I have several clients using WordPress sites and each website shows attempts by hackers to force their way in. There is no way around it. Even Joomla and Drupal suffer the same problems so there is no way to avoid it, but there are certainly ways to block it and make it tougher for hackers.

One of my clients who came to me for some work already had a WordPress site. When I did a security review, I found that someone other than the website owner was trying to log into the WordPress Admin page using the owners “user-name”. To my dismay, I saw that the owner unwittingly left the defaults settings to use the “user-name” as the official display name. It would be only a matter of time for brute force attacks to find the password and the website is lost and I have seen that happen. No one is immune.

Change your “Display” name

Whether or not you know, you already had many attempts by hackers to log into your WordPress site using the displayed author’s name as a login user name. Your definitely going to have to change it, that is the best option and in my view the only one.

Why the only option?

It is because the hacker will continue to use your displayed author’s name as a login user-name in an attempt to hack your WordPress site. He has 50% of the login information.

All he needs is find the password and there are many programs out there to do that, it just takes time and it seems, that is all the hackers have in their life, lots of spare time.

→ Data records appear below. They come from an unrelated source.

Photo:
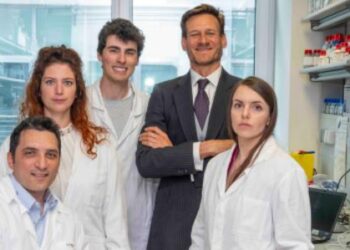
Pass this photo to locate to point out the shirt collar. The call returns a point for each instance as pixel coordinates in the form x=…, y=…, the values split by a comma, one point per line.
x=213, y=77
x=28, y=200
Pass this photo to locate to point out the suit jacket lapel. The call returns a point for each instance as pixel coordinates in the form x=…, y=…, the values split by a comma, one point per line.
x=184, y=104
x=218, y=110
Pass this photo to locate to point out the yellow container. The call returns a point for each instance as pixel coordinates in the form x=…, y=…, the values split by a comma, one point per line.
x=306, y=160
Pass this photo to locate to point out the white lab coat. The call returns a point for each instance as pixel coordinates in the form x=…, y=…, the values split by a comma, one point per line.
x=62, y=229
x=96, y=194
x=266, y=208
x=140, y=192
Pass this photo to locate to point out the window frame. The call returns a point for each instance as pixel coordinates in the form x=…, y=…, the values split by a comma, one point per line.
x=264, y=33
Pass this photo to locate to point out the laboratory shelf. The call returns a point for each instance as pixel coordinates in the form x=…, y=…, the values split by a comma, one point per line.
x=334, y=71
x=330, y=16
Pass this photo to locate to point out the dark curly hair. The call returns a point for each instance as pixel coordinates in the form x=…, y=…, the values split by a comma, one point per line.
x=264, y=90
x=124, y=30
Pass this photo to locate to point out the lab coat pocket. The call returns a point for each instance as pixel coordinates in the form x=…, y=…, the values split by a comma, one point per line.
x=254, y=220
x=96, y=242
x=63, y=245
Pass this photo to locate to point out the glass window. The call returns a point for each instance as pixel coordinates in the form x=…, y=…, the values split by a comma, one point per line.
x=32, y=24
x=160, y=22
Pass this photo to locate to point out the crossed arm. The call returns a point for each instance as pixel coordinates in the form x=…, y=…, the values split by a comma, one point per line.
x=154, y=137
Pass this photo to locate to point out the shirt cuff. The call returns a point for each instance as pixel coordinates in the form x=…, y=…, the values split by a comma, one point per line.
x=198, y=162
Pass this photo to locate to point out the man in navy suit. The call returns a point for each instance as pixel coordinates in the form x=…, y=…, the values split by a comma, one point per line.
x=185, y=126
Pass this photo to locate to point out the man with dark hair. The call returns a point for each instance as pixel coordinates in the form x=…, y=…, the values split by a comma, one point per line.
x=186, y=126
x=31, y=217
x=118, y=106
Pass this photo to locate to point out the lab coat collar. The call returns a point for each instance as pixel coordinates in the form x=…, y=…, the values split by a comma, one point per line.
x=267, y=151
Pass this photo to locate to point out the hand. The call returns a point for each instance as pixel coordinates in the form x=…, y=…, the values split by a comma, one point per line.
x=211, y=148
x=154, y=137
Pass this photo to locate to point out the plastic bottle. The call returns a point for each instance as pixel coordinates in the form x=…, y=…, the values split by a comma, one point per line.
x=323, y=59
x=308, y=58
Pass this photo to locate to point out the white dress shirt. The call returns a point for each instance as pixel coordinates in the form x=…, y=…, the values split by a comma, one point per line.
x=210, y=89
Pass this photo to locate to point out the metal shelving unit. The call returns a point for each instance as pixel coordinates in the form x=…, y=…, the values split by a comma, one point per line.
x=334, y=71
x=331, y=16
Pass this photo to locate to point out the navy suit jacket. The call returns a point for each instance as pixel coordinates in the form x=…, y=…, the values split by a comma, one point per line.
x=171, y=109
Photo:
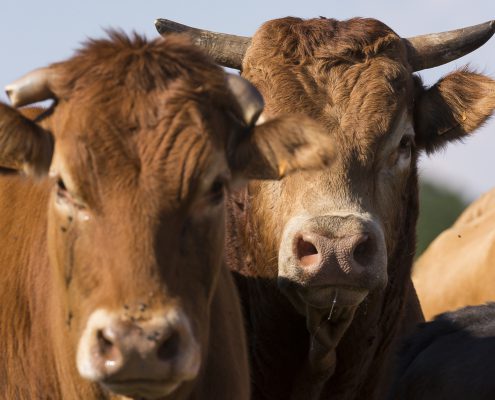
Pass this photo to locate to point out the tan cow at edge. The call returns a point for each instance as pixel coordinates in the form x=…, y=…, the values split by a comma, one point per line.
x=323, y=259
x=111, y=275
x=458, y=268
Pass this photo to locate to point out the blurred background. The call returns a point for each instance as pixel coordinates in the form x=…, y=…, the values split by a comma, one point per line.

Ok, so how do you change the user-name?

  1. Login to your WordPress Admin Dashboard.
  2. Click “Users” in the left menu column.
  3. Locate your user name and hover your cursor over it, click “edit” under the user-name.
  4. Scroll down to the email listed, change it to anything. Example, lets say your email address listed is “john@mail.com”. Change it to anything like “mmx@mail.com” and click “Update Profile” button.
  5. Left Column, click “Add New” (under the Users menu item)
  6. Fill in the new profile, choose a different user-name that you have never used before. Do not make it close or similar to the old one.
    • Never use “admin, administrator, user, test, [your website name], [acronym for your website domain name or business name] or [your business name]
    • Use nicknames, pet names, call names (like “rider”, or “ghostman”), mixed letters, etc.
    • Include underscores, dashes, even special characters as *&^%$, etc.
    • Include a number, like “ghostman-2”.
    • be imaginative and unique,
  7. Fill in the same email address you used previously (this is why we changed it in the old profile first, WordPress does not allow the same email address used for more than one profile). You can use a different email address if you prefer, but it has to be solely your email address, active and not shared with anyone else.
  8. Here is the next important part. For the “First” name slot, choose a unique “First” name. What ever your want, it does not have to be your birth name, it can be, but generally people use some pen name they created. It can be “Mr.Wonderful”, just any name you want to show to the world, but it has to be different from the user name and not even remotely close either.
  9. Leave the last name blank, unless you want to continue the unique display name with something else, if so then fill in something.
  10. Now, fill out the rest, including the password part. Click “Show Password” and WordPress will show the current auto-generated password. Use the auto-generated one if you wish, or… create your own, but you must use this configuration : one CAPITAL letter, numbers, letters and special characters as ?><“:{})&^%$#@! (in any order). Make the password a minimum 8 characters long. (*** Write down what you chose as a password***)
  11. Check “Send the new user an email about their account“.
  12. Lastly, (important) beside the “Role“, choose from the drop-list “Administrator”. Of course, if you are the admin of the site.
  13. Click “Add New User” button.

Now, log out of WordPress and log back in with the new username and password. (I hope you wrote down that new password?) Once into the dashboard under the new user name do the following:

  1. Click “All Users” in the left column of the dashboard.
  2. Find the old user name, click “delete” (just under the user name). A delete window to the right shows.
  3. Go to “Attribute all content to“, click to choose that option, then in the drop list, choose the display name (first name) you created for the new user account. In my example above, that would be “Mr Wonderful”.
  4. Now click “Confirm Deletion” button.
  5. The old user name account is deleted and all content is not connected to your new official public display name that is uniquely different from the new user-name.

You have just made a 100% change on the hackers and made their life more difficult.